24.オカンスピカ
結局、全員が寝静まったのは深夜2時30分頃。
暁月は猫月たちに「ほどほどにしときや」とだけ言うと、さっさと部屋にあるシャワールームでお湯を浴びて寝る支度をした。ラデクにサラーも早々とベッドに入って眠りについた。が、リュカ、猫月、蒼天は奇声と笑い声と上げながら酒パーティーを続け、酔い潰れたまま雑魚寝する始末。
おまけにリュカの爆音いびきである。
「……胃の反射区が痛いです……」
1人大浴場で疲れを癒し、湯上がりに習慣である足揉みをする優志。親指寄りの土踏まずにある胃を反射区を押すと痛む。やはりストレスで胃をやられていたようである。
502号室に戻った優志は、胃に穴が空く前にこのグダグダパーティーをまとめる策を練らないとと思ったが、それを考えると不眠症にもなってしまいそうだったので、強制的に思考を停止し気絶するようにベッドに倒れ込むのだった。
♢
翌朝。
ベランダに出て深呼吸する優志。

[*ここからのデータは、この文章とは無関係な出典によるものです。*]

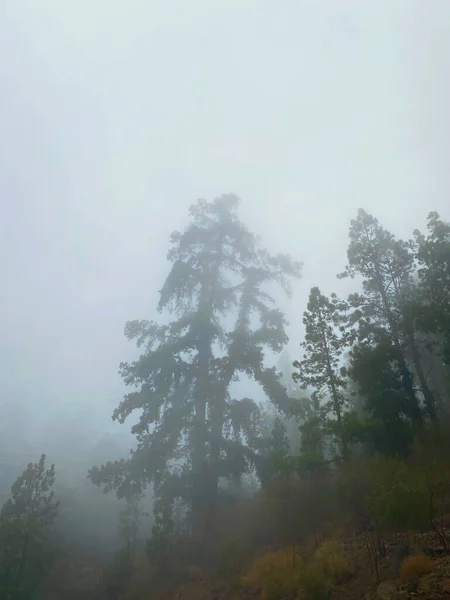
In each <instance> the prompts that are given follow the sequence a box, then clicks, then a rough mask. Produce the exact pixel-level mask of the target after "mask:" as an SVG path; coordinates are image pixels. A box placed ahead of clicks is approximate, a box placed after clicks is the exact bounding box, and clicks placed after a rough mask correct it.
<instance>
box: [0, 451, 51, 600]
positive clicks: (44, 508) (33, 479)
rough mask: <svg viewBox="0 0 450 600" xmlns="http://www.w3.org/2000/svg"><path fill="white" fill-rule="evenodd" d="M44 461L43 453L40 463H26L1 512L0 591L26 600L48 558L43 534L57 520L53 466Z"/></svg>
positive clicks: (3, 506) (0, 544) (0, 523)
mask: <svg viewBox="0 0 450 600" xmlns="http://www.w3.org/2000/svg"><path fill="white" fill-rule="evenodd" d="M45 459H46V457H45V454H43V455H42V456H41V458H40V460H39V462H37V463H29V464H28V466H27V468H26V469H25V470H24V472H23V473H22V474H21V475H20V476H19V477H18V478H17V480H16V481H15V483H14V484H13V486H12V487H11V494H12V498H10V499H9V500H8V501H7V502H6V504H5V505H4V506H3V508H2V510H1V513H0V585H1V588H0V591H2V592H4V593H5V596H6V597H8V594H9V595H12V597H21V598H28V597H29V596H30V595H31V594H32V593H33V591H34V590H35V588H36V586H37V584H38V583H39V580H40V577H41V575H42V574H43V571H44V569H45V566H46V563H45V559H47V558H49V554H48V552H49V542H48V540H47V538H46V536H45V531H46V529H48V528H49V527H50V526H51V525H52V524H53V522H54V520H55V518H56V515H57V511H58V506H59V502H56V501H55V499H54V492H53V491H52V487H53V484H54V481H55V466H54V465H51V466H50V468H48V469H46V467H45ZM2 597H3V596H2Z"/></svg>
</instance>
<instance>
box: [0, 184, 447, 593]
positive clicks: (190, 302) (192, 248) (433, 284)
mask: <svg viewBox="0 0 450 600" xmlns="http://www.w3.org/2000/svg"><path fill="white" fill-rule="evenodd" d="M239 206H240V200H239V199H238V198H237V197H236V196H234V195H224V196H220V197H218V198H216V199H214V200H212V201H205V200H199V201H198V202H197V203H195V204H194V205H193V206H192V207H191V208H190V211H189V219H190V221H189V224H188V226H187V227H186V228H185V229H184V230H183V231H175V232H174V233H173V234H172V235H171V237H170V240H169V246H170V249H169V251H168V254H167V260H168V273H167V277H166V279H165V281H163V282H161V289H160V291H159V302H158V306H157V310H158V313H159V315H160V316H159V319H158V320H157V321H150V320H146V319H145V318H143V319H134V320H130V321H128V322H127V323H126V324H125V330H124V333H125V336H126V338H127V339H128V340H129V341H130V343H132V345H134V346H135V347H136V349H137V352H138V354H137V355H136V359H135V360H133V361H131V362H123V363H121V364H120V366H119V373H120V376H121V378H122V379H123V382H124V384H125V385H126V386H127V389H128V393H127V394H126V395H125V396H124V398H123V399H122V401H121V402H120V403H119V405H118V406H117V407H116V409H115V410H114V413H113V415H112V419H113V420H114V421H117V422H118V423H120V424H122V426H123V428H124V429H127V431H131V434H132V435H133V436H134V440H135V444H134V447H133V448H130V449H128V448H125V449H124V448H123V447H122V448H120V447H118V446H117V445H114V444H110V445H108V444H105V445H103V447H102V448H101V449H100V448H98V449H97V451H96V454H95V458H93V457H92V455H87V459H89V460H92V463H93V462H94V460H95V461H98V462H96V464H92V463H91V464H86V460H84V462H83V464H82V465H81V467H80V468H81V470H80V478H79V481H80V482H81V483H80V484H79V485H82V486H84V487H86V489H88V490H89V494H90V495H89V496H88V500H87V501H86V502H85V504H84V505H83V509H82V511H79V512H80V513H81V514H78V516H77V517H76V519H75V521H73V519H72V521H70V518H69V517H70V515H69V517H68V514H67V510H66V509H65V506H66V503H67V498H70V497H71V496H73V494H74V490H73V489H70V488H68V487H66V488H64V487H61V486H60V487H58V481H59V480H64V478H65V477H67V472H65V471H67V470H68V469H70V468H72V467H70V465H68V464H67V461H66V462H64V460H62V458H61V459H60V457H59V456H58V453H57V452H56V453H53V454H52V455H51V457H50V456H48V455H47V453H44V451H45V448H43V453H41V454H38V455H37V456H29V457H28V458H27V460H28V461H30V462H29V464H28V466H27V467H26V468H25V470H24V471H23V472H22V473H20V474H18V476H17V478H16V480H15V481H14V482H12V485H11V488H10V491H9V492H8V497H7V498H4V504H3V507H2V509H1V514H0V599H1V600H16V599H18V600H32V599H36V600H39V599H42V600H44V599H45V600H53V599H55V600H57V599H58V600H59V599H61V600H64V599H66V598H67V599H70V600H71V599H75V598H76V599H84V600H119V599H122V600H125V599H126V600H153V599H155V600H156V599H160V598H161V599H162V598H164V599H166V600H171V599H175V598H186V599H192V600H197V599H200V600H202V599H203V600H213V599H214V600H233V599H234V600H240V599H244V598H255V599H256V598H262V600H284V599H288V598H296V599H299V600H325V599H328V598H333V599H336V600H341V599H342V600H344V599H349V600H353V599H354V600H356V599H359V598H366V599H368V600H369V599H371V598H381V600H389V599H394V598H404V599H409V598H416V597H420V598H425V599H429V600H431V599H439V598H448V597H450V429H449V424H450V223H449V222H447V221H445V220H442V219H441V217H440V215H439V214H437V213H436V212H430V213H429V214H428V219H427V228H426V230H425V231H419V230H415V231H413V232H411V237H410V238H409V239H407V240H402V239H398V238H397V237H396V236H395V235H394V234H392V233H391V232H390V231H389V230H388V229H385V224H382V223H380V222H379V221H378V220H377V218H376V216H375V215H371V214H368V213H367V212H366V211H365V210H363V209H360V210H359V211H358V213H357V214H356V215H355V216H354V218H353V219H352V220H351V222H350V223H349V238H348V249H347V256H343V257H342V272H341V273H339V274H337V278H340V279H342V278H347V279H349V282H350V285H351V289H352V293H350V294H349V295H348V296H347V297H339V296H338V295H337V294H336V293H334V292H333V281H330V282H329V289H327V290H324V289H319V288H318V287H312V288H311V290H310V292H309V299H308V303H307V306H298V307H297V310H298V311H299V313H302V314H303V329H302V331H298V332H295V335H296V336H298V340H296V339H294V340H292V339H291V343H292V341H294V343H295V344H294V345H295V346H296V347H297V355H296V356H293V357H290V356H289V354H288V353H287V352H286V347H287V344H288V341H289V340H288V334H287V331H288V326H289V324H288V322H287V319H286V316H285V315H284V314H283V311H282V310H281V309H280V307H279V306H278V305H277V299H279V298H280V297H281V294H284V295H286V296H287V297H290V296H291V294H292V289H293V285H294V284H296V282H297V281H299V284H300V285H301V282H302V280H301V277H302V267H303V265H302V263H301V262H300V259H302V257H296V258H292V257H291V256H288V255H284V254H276V255H273V254H271V253H270V252H268V251H267V250H266V249H265V247H264V245H263V240H260V238H259V237H258V236H257V235H256V234H254V233H253V232H252V231H250V230H249V229H248V228H247V227H246V225H245V224H244V223H243V222H242V221H241V219H240V216H239ZM325 245H326V241H325V240H324V246H325ZM297 259H299V260H297ZM294 299H295V298H294ZM133 316H134V315H130V317H133ZM142 316H143V317H145V315H142ZM291 337H292V334H291ZM243 382H247V383H248V382H251V385H252V387H251V389H254V390H256V391H255V393H254V394H253V395H252V397H248V396H247V395H242V393H241V389H242V387H243ZM247 383H246V385H245V386H244V388H245V389H246V390H247V389H249V387H248V385H247ZM130 421H133V423H132V424H130ZM100 450H101V451H100ZM108 452H110V453H111V454H110V455H108ZM0 462H4V461H0ZM1 476H2V474H1V473H0V477H1ZM8 476H10V475H8ZM62 490H65V492H64V494H63V493H62ZM94 498H95V501H94V500H93V499H94ZM108 511H109V514H113V515H114V519H115V520H116V523H115V524H114V535H115V536H116V537H115V538H114V539H117V543H116V542H113V541H112V538H111V539H110V538H109V537H107V536H106V537H105V538H104V539H105V540H107V541H106V542H104V543H105V544H106V545H108V550H109V551H107V552H105V551H100V550H99V549H98V548H97V547H96V546H95V544H90V545H89V544H87V543H83V540H81V542H80V539H79V538H80V536H81V538H83V536H84V538H87V537H88V536H89V531H91V534H92V532H93V531H97V530H96V529H95V528H96V526H97V523H98V521H99V520H100V519H101V514H102V512H108ZM111 511H112V512H111ZM80 532H81V533H80ZM105 535H106V534H105ZM74 538H77V540H78V541H77V543H75V542H74ZM85 541H86V540H85Z"/></svg>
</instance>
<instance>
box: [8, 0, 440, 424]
mask: <svg viewBox="0 0 450 600" xmlns="http://www.w3.org/2000/svg"><path fill="white" fill-rule="evenodd" d="M449 34H450V2H448V0H433V2H424V1H423V0H340V1H339V0H309V1H308V0H270V1H269V0H181V1H174V0H164V1H163V0H160V1H159V2H157V1H151V0H127V1H125V0H122V1H119V0H76V1H75V0H2V2H1V3H0V198H1V207H2V213H1V221H0V260H1V273H2V283H1V285H2V287H1V290H2V292H1V294H0V321H1V332H2V334H1V336H0V357H1V362H0V375H1V381H2V391H1V392H0V394H1V399H0V400H1V401H2V402H8V401H14V402H23V403H25V405H26V406H28V407H34V410H37V409H38V407H40V406H44V407H46V408H47V409H48V412H46V414H56V413H55V411H59V412H65V411H67V412H68V413H70V412H73V411H74V410H75V409H77V410H78V409H80V410H88V409H90V408H92V407H93V406H94V407H96V408H97V413H98V418H100V419H102V417H103V419H104V420H105V423H106V425H105V427H108V426H109V425H108V420H109V415H110V413H111V410H112V409H113V408H114V406H115V404H116V403H117V402H118V400H120V397H121V393H122V386H121V382H120V379H119V377H118V375H117V370H118V364H119V362H120V361H122V360H127V358H129V357H130V355H131V353H132V351H133V350H132V348H131V347H130V345H129V344H128V343H127V342H126V340H125V338H124V337H123V326H124V323H125V321H126V320H128V319H133V318H152V317H154V316H155V315H154V312H155V311H154V307H155V304H156V301H157V292H158V290H159V289H160V286H161V284H162V282H163V279H164V276H165V274H166V271H167V264H166V263H165V255H166V252H167V249H168V236H169V234H170V232H171V231H172V230H173V229H177V228H180V227H182V226H183V225H184V224H185V223H186V214H187V210H188V207H189V205H190V204H192V203H193V202H194V201H195V200H196V199H197V198H199V197H203V198H206V199H212V198H214V197H215V196H217V195H220V194H222V193H225V192H234V193H236V194H237V195H239V196H240V197H241V198H242V199H243V206H242V217H243V219H244V220H245V221H246V222H247V224H248V225H249V226H250V227H251V228H252V229H253V230H254V231H255V232H256V233H258V234H261V235H262V236H263V239H264V240H265V243H266V245H267V247H268V248H269V249H270V250H271V251H274V252H279V251H281V252H289V253H291V254H292V255H294V256H295V257H296V258H298V259H300V260H303V261H304V262H305V268H304V278H303V280H302V281H301V283H300V284H299V285H298V286H297V290H296V295H295V296H294V298H293V299H292V300H291V301H290V302H285V301H283V303H282V306H283V307H284V308H285V309H286V310H287V312H288V315H289V318H290V319H291V321H292V327H291V332H290V333H291V338H292V343H291V346H292V348H293V349H294V350H295V348H296V346H297V344H298V342H299V341H300V337H301V327H300V323H301V313H302V311H303V310H304V307H305V302H306V297H307V294H308V291H309V288H310V287H311V285H320V286H321V287H322V289H323V291H324V292H327V293H329V292H331V291H333V290H335V289H337V290H339V289H342V287H341V288H340V287H339V285H340V286H342V285H343V284H342V283H340V284H339V282H337V281H336V279H335V274H336V273H337V272H338V271H341V270H342V268H343V266H344V265H345V251H346V246H347V233H348V226H349V221H350V219H351V218H353V217H354V216H355V214H356V210H357V209H358V208H359V207H364V208H366V210H368V211H370V212H373V213H374V214H375V215H376V216H377V217H378V218H379V219H380V221H382V223H383V224H384V225H386V226H387V227H388V228H389V229H391V230H392V231H394V232H395V233H397V234H399V235H402V236H407V235H409V234H410V233H411V231H412V230H413V229H414V228H415V227H417V226H419V227H423V226H424V224H425V219H426V215H427V213H428V212H429V211H430V210H438V211H439V212H441V214H442V216H443V217H445V218H446V219H449V218H450V202H449V201H448V190H449V184H450V181H449V178H450V170H449V169H448V164H447V161H448V156H449V152H450V124H449V108H448V107H449V106H450V93H449V90H448V85H449V84H448V79H449V72H450V69H449V67H450V53H449V49H450V42H449V41H448V39H450V37H449Z"/></svg>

道路には、行き交う車。横断歩道にある信号機の「カッコー」「ピヨピヨ」と発する音響装置の音。目の前は現実世界と
ホテルのベッドは寝心地が良く、ぐっすりと眠れた優志は、ひとつ大きなあくびをした。
室内にある電話が鳴る。
暁月が受話器を取った。
「はーい。ほな今から行きまーす」
優志が部屋に戻ると、ラデク、サラーも起きて着替えていた。サラーは優志やラデクが目の前にいるにも拘らず着替え始めたため、優志は思わず外を見る。

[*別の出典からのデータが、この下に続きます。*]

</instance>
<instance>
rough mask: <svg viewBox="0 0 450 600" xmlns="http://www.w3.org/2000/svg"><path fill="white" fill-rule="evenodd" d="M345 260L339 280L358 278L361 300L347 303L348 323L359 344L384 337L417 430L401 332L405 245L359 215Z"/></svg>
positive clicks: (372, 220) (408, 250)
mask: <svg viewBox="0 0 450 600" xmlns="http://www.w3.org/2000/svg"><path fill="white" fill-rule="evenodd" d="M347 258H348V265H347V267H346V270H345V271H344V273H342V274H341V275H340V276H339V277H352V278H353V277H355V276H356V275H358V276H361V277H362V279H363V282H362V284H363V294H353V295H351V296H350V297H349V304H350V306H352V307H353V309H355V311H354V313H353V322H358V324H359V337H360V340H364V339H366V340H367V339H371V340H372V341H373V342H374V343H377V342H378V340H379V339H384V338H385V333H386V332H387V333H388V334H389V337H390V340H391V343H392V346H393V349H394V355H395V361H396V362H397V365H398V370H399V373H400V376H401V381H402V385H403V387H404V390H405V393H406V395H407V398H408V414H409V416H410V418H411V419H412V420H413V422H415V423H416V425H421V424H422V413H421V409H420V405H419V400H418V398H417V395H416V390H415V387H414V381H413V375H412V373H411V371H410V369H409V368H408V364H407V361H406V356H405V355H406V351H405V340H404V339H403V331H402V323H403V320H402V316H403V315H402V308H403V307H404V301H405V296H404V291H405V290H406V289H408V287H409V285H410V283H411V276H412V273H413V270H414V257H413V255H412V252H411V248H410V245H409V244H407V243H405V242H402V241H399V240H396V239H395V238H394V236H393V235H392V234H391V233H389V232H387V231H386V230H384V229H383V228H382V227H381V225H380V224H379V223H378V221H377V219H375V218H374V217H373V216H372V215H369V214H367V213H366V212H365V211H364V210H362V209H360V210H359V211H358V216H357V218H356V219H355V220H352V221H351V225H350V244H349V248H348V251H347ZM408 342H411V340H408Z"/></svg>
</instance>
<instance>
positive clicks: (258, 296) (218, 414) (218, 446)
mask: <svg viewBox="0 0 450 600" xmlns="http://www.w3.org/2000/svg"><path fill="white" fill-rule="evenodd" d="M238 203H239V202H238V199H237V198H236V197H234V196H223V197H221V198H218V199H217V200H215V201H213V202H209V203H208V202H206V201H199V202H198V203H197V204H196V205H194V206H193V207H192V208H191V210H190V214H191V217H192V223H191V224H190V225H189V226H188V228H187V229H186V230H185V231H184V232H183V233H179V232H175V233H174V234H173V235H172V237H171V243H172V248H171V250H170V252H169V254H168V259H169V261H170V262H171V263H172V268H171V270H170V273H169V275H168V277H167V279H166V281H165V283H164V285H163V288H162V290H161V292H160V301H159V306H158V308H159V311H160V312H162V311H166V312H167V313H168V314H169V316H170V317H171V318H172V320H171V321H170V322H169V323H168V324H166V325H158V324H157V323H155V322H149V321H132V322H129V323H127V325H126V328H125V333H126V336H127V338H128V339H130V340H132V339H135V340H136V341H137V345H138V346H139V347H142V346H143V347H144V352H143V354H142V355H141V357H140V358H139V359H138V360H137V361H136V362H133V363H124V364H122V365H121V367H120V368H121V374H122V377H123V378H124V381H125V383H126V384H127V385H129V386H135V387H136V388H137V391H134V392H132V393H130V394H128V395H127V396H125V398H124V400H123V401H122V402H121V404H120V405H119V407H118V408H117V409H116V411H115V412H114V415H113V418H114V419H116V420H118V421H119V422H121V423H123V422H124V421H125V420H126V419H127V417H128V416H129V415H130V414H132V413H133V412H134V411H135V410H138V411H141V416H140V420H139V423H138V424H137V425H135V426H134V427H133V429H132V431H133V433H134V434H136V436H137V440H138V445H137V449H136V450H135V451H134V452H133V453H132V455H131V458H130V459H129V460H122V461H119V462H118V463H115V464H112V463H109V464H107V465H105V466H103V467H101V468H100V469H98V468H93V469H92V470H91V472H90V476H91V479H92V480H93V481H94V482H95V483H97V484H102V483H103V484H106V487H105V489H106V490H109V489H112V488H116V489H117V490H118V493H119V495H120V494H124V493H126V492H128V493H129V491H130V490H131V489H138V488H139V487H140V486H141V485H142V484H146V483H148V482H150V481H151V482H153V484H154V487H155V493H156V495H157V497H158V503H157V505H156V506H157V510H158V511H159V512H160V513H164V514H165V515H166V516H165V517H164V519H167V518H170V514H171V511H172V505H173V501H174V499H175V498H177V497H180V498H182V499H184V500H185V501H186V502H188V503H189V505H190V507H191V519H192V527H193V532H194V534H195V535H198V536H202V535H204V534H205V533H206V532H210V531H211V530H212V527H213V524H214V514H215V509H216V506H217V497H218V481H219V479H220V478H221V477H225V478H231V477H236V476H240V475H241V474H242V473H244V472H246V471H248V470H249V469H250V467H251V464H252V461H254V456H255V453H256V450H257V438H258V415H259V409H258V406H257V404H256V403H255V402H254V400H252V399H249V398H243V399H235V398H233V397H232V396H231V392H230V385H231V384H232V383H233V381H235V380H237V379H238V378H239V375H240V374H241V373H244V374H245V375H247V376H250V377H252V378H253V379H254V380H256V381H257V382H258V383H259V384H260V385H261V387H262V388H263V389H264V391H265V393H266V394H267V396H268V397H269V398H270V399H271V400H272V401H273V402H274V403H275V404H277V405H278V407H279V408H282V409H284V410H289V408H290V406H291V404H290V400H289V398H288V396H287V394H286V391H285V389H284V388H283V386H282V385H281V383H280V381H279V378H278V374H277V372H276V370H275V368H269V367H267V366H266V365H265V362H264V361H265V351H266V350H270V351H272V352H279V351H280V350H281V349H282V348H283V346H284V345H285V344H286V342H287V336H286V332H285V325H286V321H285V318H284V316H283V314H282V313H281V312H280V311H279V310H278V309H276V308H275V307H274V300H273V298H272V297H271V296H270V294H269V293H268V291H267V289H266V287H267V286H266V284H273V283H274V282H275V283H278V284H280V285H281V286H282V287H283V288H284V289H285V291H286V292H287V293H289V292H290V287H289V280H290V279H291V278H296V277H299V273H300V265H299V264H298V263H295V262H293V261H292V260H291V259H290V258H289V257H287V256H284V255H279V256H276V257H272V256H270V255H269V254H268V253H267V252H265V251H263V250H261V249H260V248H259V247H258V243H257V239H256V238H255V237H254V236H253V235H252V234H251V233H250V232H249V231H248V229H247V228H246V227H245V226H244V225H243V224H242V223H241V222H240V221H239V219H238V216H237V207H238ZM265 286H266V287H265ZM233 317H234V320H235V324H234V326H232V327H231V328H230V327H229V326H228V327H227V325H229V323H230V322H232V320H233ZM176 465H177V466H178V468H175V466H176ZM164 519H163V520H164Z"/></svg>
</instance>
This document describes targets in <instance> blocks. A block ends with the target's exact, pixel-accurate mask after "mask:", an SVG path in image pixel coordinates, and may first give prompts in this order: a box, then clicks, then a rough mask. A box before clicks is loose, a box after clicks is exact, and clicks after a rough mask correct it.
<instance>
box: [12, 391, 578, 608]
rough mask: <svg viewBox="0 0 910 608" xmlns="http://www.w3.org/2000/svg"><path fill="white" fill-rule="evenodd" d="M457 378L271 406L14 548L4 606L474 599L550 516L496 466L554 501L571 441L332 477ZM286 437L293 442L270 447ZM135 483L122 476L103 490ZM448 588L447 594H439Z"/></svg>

「みんなー、食堂行くでー。朝ごはんはバイキングなんやって。ほら、酔っ払い3人組も早よ起きや!」
雑魚寝している酔っ払い3人組——リュカ、猫月、蒼天。未だに目を覚ます気配はない。
そうこうしているうちに、朝食の時間の9時が迫る。
「皆さん、行きますよ……?」
「もーえーわ、あの3人はほっとこ。優志さん、ラデクくん、サラーちゃん、鍵閉めて行くで」
「お腹すいたー。いいのかな? ほんとに」
「まぁー後から外でも食べられるんだし、行きましょうー」
結局リュカ、猫月、蒼天は放っておいて、優志たちは食堂へと向かうのだった。
♢
庭園の見える、広々とした食堂。高い天井にはいくつものシャンデリア。
薄いピンク色のテーブルクロスのかかった長いテーブルの上には、トースト、フランスパン、ジャムパン、ピザトースト、その他菓子パン。別の長テーブルには何種類ものサラダ、そして数々のフルーツを使ったデザート。

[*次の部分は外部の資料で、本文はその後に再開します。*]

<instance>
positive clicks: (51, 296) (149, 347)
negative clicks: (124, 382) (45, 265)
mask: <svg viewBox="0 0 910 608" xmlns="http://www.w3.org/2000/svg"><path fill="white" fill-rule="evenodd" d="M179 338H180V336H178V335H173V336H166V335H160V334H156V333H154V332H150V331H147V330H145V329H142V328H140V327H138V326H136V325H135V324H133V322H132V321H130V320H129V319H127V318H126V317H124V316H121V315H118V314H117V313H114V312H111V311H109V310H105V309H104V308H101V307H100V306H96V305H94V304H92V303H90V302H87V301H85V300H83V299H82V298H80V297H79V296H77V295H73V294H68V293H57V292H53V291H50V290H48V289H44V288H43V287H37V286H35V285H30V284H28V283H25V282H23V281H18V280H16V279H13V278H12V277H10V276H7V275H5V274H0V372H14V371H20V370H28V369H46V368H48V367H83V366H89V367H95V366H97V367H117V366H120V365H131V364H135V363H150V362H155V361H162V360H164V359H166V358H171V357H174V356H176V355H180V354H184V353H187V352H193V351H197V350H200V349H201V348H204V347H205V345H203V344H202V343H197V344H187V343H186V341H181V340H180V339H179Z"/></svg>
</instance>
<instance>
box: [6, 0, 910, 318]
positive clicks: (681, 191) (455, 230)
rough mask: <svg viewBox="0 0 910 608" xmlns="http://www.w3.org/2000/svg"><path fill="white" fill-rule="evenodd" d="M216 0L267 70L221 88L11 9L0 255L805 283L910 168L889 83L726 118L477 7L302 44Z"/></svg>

「わあー、どれにしよう。俺は朝からいっぱい食べたい派だかりなー」
「ラデクー、育ち盛りなんだからー、いっぱい食べなきゃねー」
「ウチもせっかく人間になれたんやし、色々味わっときたいわぁ」
楽しげにお喋りしながら皿に盛る3人のそばで、優志は黙々と野菜サラダ、フルーツポンチを盛る。糖質を控えるため、パンは少なめに。
「じゃあ、いただきます」
「「「いただきまーす」」」
パーティー内の問題児たちがいない朝食タイム。優志は、久しぶりにくつろいだ感覚を味わっていた。
(気が楽です、束の間の天国です……。ソアラくんはまだしも、いなちゃんとゴマくんはちょっとしんどいです……。いなちゃんは酒さえ入らなければ……)
お腹を満たした4人は、食堂を後にする。
5階に着き、エレベーターから降りた途端、502号室の方からギャーギャーと喚き声が筒抜けで聞こえてくる。
鍵を開け扉を開くと、不機嫌な顔をした酔っ払い3人組が優志たちを睨んだ。
「おい! ボクらを置いて豪華な朝飯に行くだなんて酷えじゃねえか!!」
「オレ、腹減って動けねえよ……!」
「頭がいてえ……飛田く……いや勇者ミオン、“ヒール”で俺を癒してくれ……」
ここで、みんなのオカン、暁月スピカが3人を叱り飛ばすのだった。
「寝坊するあんたらが悪いんやんか! しかも今日は天下一武術大会や。大事な日ぃやんか! 次からは先のこともちゃんと考えて行動すること! ええな!! 分かったらさっさと風呂入って
「「「わ、分かった……!」」」
以後しばらくは、猫月、蒼天、リュカは大人しく優志の言うことに従うのだった——。